THe more of them you have, the more likely it is that there's a warning if something happens. Whether the warning is ever noticed is secondary, what matters is the fact that there was a warning and the operator didn't react to it appropriately, which makes the situation the fault of the operator.
cucumber3732842
an hour ago
This is partly a problem with our workplace laws.
In the eyes of the regulators and courts individual low level employees can not take responsibility. This is the logic by which they fine the company when someone does something you shouldn't need to be told not to do on a step ladder or whatever.
What this means is that low level employees become liability sinks. Show them all the warnings and make them figure it out. Give them all sorts of conflicting rules and let them sort out which ones to follow. Etc, etc.
anonymousiam
3 hours ago
The criticality of the alerts should be classified, and presented with the alert. Users should have the ability to filter non-critical messages on certain platforms.
Unfortunately, some systems either don't track criticality, or some of the alerts are tagged with the wrong level.
(One example of the latter is the Ruckus WAP, which has a warning message tagged at the highest level of criticality, so about two or three times a month, I see the critical alert: "wmi_unified_mgmt_rx_event_handler-1864 : MGMT frame, ia_action 0x0 ia_catageory 0x3 status 0x0", which should be just an informational level alert, with nothing to be done about it. I've reported this bug to Ruckus a few times over the past five years, but they don't seem to care.)
varjag
38 minutes ago
In reality users will keep everything on default.
varjag
3 hours ago
I think it's regulated in places, as it was certainly an HMI concern ever since Three Mile Island. Our customer is really grilling vendors for generating excessive alarms. Generally for a system to pass commissioning it has to be all green, and if it starts event bombing after you're going to be chewed.
nik282000
an hour ago
I have never seen a piece of new equipment that ever gets to an All Green state, before, during or after commissioning. I frequently recommend that we do not allow the commissioning team to leave until they can get it to that state but it has yet to happen.
varjag
36 minutes ago
I guess it's the matter of setting the expectations, both on SCADA and equipment side. Spent this weekend getting rid of that last sporadic alert…
CamperBob2
3 hours ago
The only way for this kind of issue to be resolved is with regulation and safety standards.

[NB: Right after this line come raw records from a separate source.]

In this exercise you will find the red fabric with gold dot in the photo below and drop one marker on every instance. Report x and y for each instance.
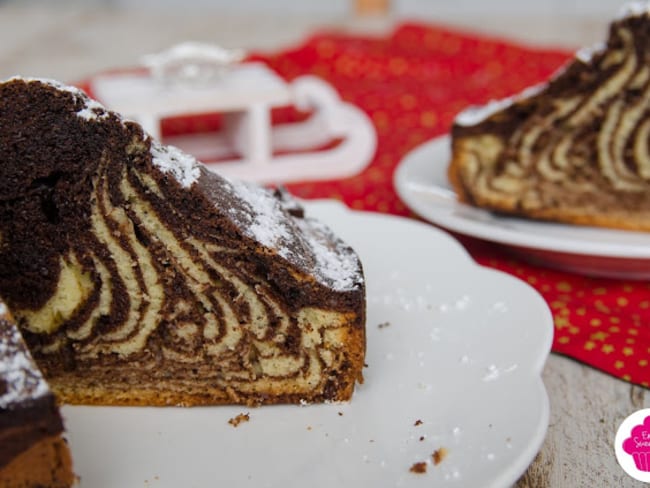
(412, 83)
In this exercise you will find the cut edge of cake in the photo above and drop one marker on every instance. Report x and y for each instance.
(570, 149)
(291, 270)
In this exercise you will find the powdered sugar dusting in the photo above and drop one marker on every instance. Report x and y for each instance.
(170, 159)
(475, 115)
(268, 221)
(20, 379)
(91, 110)
(339, 264)
(586, 54)
(265, 222)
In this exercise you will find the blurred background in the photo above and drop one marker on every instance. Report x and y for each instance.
(71, 39)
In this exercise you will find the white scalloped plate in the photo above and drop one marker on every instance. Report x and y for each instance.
(421, 182)
(455, 353)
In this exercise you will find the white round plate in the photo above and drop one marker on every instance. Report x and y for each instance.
(421, 182)
(455, 353)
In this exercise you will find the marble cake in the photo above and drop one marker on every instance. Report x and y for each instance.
(575, 149)
(32, 451)
(137, 277)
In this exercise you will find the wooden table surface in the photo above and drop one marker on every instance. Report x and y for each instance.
(71, 43)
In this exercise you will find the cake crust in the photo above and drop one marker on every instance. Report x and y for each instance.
(138, 277)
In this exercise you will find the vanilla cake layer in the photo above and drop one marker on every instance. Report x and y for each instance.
(140, 278)
(575, 149)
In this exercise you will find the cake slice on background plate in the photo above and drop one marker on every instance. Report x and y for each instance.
(32, 449)
(575, 149)
(138, 277)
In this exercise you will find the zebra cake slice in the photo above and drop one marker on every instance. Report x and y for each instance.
(575, 149)
(138, 277)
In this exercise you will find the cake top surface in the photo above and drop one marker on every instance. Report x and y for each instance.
(266, 222)
(20, 379)
(260, 214)
(474, 115)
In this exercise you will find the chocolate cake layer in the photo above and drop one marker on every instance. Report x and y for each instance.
(575, 149)
(139, 277)
(28, 413)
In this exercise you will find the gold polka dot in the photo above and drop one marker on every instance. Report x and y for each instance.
(397, 66)
(561, 322)
(558, 304)
(599, 336)
(428, 119)
(408, 101)
(608, 348)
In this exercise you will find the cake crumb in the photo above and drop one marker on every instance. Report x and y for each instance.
(419, 468)
(242, 417)
(439, 455)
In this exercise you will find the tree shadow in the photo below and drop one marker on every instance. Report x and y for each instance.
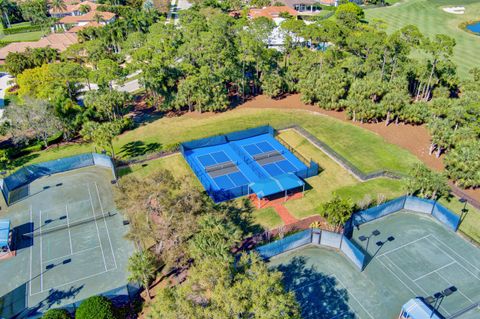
(242, 216)
(139, 148)
(317, 293)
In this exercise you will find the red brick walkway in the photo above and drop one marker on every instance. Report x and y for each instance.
(277, 204)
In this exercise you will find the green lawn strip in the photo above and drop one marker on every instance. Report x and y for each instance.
(368, 151)
(333, 178)
(470, 226)
(267, 218)
(429, 17)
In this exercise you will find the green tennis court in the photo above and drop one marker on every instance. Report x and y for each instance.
(69, 241)
(411, 255)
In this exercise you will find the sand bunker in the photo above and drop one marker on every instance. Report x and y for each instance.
(455, 10)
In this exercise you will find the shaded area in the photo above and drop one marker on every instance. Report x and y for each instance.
(317, 293)
(139, 148)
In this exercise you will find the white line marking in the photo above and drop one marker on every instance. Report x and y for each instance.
(31, 253)
(393, 273)
(455, 253)
(434, 271)
(351, 294)
(96, 225)
(41, 253)
(106, 226)
(450, 284)
(69, 255)
(69, 233)
(421, 288)
(457, 261)
(402, 246)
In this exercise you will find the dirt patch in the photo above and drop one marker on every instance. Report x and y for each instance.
(414, 138)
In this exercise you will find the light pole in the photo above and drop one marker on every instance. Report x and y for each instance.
(438, 297)
(374, 233)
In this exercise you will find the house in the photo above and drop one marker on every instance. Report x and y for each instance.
(92, 18)
(73, 9)
(59, 41)
(307, 6)
(272, 12)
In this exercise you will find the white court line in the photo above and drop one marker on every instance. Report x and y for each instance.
(350, 293)
(393, 273)
(450, 284)
(434, 271)
(421, 288)
(456, 254)
(457, 261)
(402, 246)
(96, 225)
(69, 255)
(106, 226)
(31, 253)
(69, 233)
(41, 253)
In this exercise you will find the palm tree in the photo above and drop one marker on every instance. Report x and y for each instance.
(58, 5)
(4, 8)
(84, 8)
(142, 266)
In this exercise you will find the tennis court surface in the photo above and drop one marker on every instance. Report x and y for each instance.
(411, 255)
(69, 241)
(246, 162)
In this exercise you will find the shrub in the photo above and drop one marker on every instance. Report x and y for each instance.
(56, 314)
(96, 307)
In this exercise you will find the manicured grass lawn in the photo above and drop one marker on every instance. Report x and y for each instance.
(333, 179)
(368, 151)
(267, 218)
(429, 17)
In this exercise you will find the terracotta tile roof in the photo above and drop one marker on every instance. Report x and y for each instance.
(59, 41)
(292, 3)
(70, 8)
(77, 28)
(271, 12)
(88, 17)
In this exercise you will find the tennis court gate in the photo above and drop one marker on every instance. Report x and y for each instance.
(311, 170)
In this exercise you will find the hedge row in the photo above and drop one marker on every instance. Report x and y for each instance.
(22, 29)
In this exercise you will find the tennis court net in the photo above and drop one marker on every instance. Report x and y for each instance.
(217, 167)
(47, 230)
(267, 155)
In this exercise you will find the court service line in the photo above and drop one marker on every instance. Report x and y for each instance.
(69, 233)
(404, 245)
(41, 252)
(96, 225)
(31, 253)
(421, 288)
(106, 226)
(456, 253)
(69, 255)
(450, 284)
(393, 273)
(434, 271)
(351, 293)
(457, 261)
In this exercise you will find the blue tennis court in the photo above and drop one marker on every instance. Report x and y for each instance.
(245, 162)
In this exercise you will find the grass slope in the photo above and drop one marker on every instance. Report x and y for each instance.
(429, 17)
(368, 151)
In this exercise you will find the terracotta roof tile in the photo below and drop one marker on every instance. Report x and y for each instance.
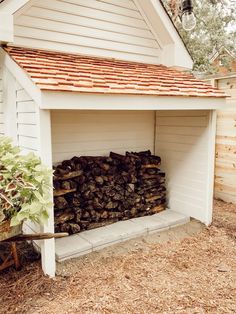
(59, 71)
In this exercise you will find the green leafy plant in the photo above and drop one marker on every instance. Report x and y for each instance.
(25, 186)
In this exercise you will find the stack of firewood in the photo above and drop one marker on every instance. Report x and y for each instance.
(94, 191)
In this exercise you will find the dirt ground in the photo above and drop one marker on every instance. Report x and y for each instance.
(189, 269)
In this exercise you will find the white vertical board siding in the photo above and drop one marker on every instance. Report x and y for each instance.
(103, 28)
(182, 140)
(1, 102)
(27, 122)
(76, 133)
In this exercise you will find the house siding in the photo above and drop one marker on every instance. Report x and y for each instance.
(182, 140)
(76, 133)
(108, 28)
(27, 122)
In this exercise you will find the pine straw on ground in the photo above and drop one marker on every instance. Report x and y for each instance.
(195, 275)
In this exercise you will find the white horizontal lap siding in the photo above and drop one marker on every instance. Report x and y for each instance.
(182, 143)
(103, 28)
(1, 103)
(27, 122)
(76, 133)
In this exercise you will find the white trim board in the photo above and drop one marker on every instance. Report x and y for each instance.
(11, 6)
(21, 76)
(93, 101)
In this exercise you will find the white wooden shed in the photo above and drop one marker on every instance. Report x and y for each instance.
(83, 77)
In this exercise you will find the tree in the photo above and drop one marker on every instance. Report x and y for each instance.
(216, 27)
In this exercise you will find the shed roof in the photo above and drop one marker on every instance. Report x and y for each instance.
(72, 72)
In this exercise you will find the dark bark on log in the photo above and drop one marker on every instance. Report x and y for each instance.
(94, 191)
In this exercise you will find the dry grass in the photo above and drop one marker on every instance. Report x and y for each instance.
(194, 275)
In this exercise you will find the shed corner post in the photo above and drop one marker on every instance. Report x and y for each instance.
(45, 153)
(211, 166)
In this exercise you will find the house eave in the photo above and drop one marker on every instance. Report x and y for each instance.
(94, 101)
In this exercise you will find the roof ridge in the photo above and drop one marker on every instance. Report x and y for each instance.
(60, 71)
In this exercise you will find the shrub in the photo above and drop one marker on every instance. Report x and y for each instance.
(25, 186)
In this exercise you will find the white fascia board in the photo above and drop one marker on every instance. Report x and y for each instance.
(93, 101)
(21, 77)
(11, 6)
(174, 52)
(6, 28)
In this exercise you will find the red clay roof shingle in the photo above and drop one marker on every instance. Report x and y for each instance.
(59, 71)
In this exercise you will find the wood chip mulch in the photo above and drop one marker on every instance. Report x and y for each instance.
(194, 275)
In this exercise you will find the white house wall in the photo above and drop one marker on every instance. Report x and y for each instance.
(109, 28)
(182, 141)
(94, 133)
(27, 122)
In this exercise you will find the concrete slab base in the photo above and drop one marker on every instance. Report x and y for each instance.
(96, 239)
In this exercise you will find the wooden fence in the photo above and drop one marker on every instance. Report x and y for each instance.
(225, 163)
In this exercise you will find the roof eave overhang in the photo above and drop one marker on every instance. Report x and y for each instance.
(21, 76)
(12, 6)
(55, 100)
(61, 100)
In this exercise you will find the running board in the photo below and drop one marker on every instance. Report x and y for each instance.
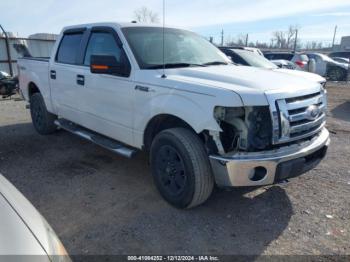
(96, 138)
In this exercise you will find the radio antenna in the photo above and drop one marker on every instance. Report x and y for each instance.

Are you sure that's not what caused the problem in the first place? Unqualified and/or captured regulators who come up with safety standards that are out of touch with how the system needs to work in the real world?
AlotOfReading
3 hours ago
Do regulators come up with SCADA safety standards? I would have assumed it was IEC.
Regulators coming up with engineering standards is pretty rare in general. Usually they incorporate existing professional standards from organizations like SAE, IEEE, IEC, or ISO.
lostdog
3 hours ago
I wonder if you could calculate a "probability of response to major alert" and make it the inverse of the total or irrelevant alerts. Then you get to ask "our probability of major alert saliency is onlt 6%. Why have the providers set it at this level, and what can we do to raise it?"